A series of massive earthquakes and landslides have destroyed many parts of Northern Pakistan. The impact of the damage is most visible around Balakot, Muzaffarabad, Bagh, and Batagram. Remote areas in the Kaghan, Siran, Allai, Neelam and Jehlum Valleys have been most affected. The official death toll is above 74,000 dead and more than half of which are children. The death toll is expected to rise higher as there are still several areas, which are cut off and hard to reach on ground. The onset of winter has begun to unfold a disaster within a disaster as many of the very young, old and weak have begun to succumb to exposure to cold icy winds, snow and pneumonia. There are more than 70,000 injured many of whom are still languishing in hospitals or in make shift rehabilitation homes and tented villages. There are more than 3.3 Million people in N.W. Frontier Province and Kashmir, who are homeless, internally displaced or living under very difficult and harsh conditions. The first snows of the season have already fallen.

TIME IS RUNNING OUT TO SAVE LIVES !!

The need for non-tented, snow tolerant shelters, winterised tents, blankets, warm clothing, cooking and heating stoves, basic food provisions are essential with the onset of winter. The immediate provision of these basic relief and rehabilitation goods are required to give a chance to the people of the earthquake affected area to survive from the harsh Himalayan winter.

In the immediate phase of the relief operations, helicopters evacuated most of the surgical trauma patients to tertiary hospitals in the main cities like Islamabad, Rawalpindi and Abbotabad.

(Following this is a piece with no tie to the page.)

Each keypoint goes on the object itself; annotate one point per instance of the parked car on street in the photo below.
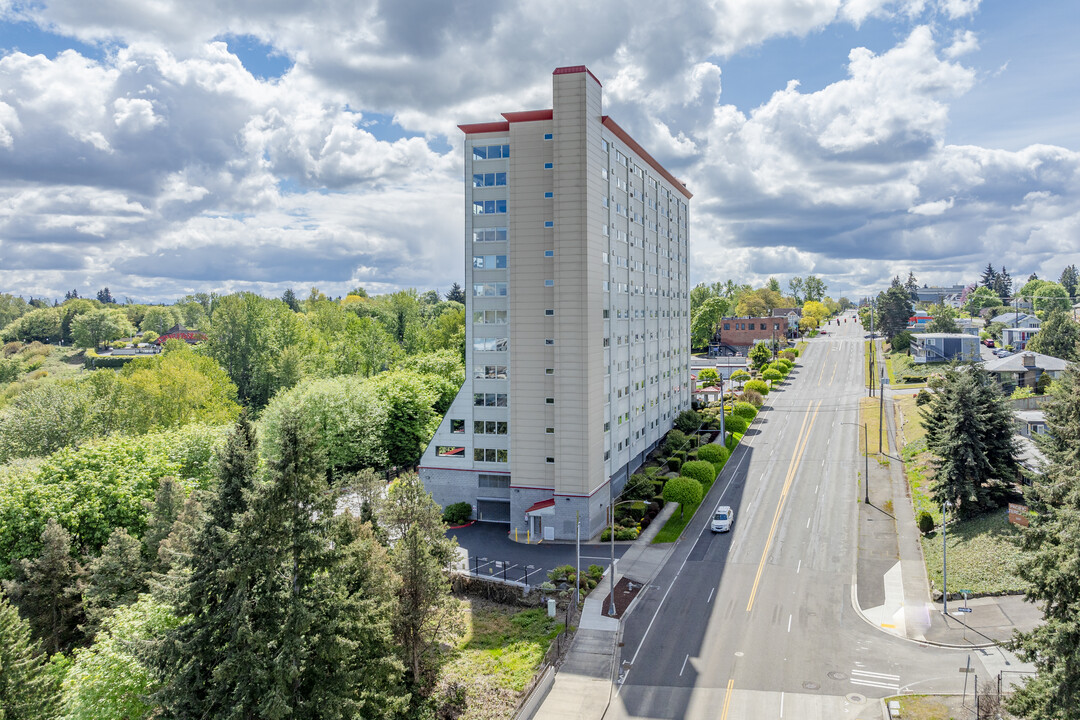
(723, 518)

However, now cases of pneumonia and other infectious diseases are on the rise especially in children, the elderly and women. There is a shortage of female doctors working in the earthquake-affected areas. Due to cultural barriers, female patients are reluctant to be attended by the male doctors. As a consequence, female patients are suffering the most in isolated communities. The breakdown of water supplies, unreliable road links and poor living conditions secondary to the earthquake has given rise to an alarmingly high incidence of impetigo, scabies, etc. primarily due to poor basic hygiene.

Immediate steps also need to be taken to try and bring some "normalcy" to people's lives and reduce their dependency on outside help. The self-repair or self-rebuilding of shelters, the re-opening of schools (albeit in a large tent for now), land road routes, shops, local water mills, etc. all need to be facilitated in every possible manner.

In most of rural areas of the earthquake-affected zones, redevelopment and rehabilitation work will commence in earnest in spring (March) 2006. The harsh winter conditions on ground do not allow the locals to work during this difficult period. Nevertheless, detailed planning and coordination on the efforts required for the massive rehabilitation and redevelopment task ahead needs to continue.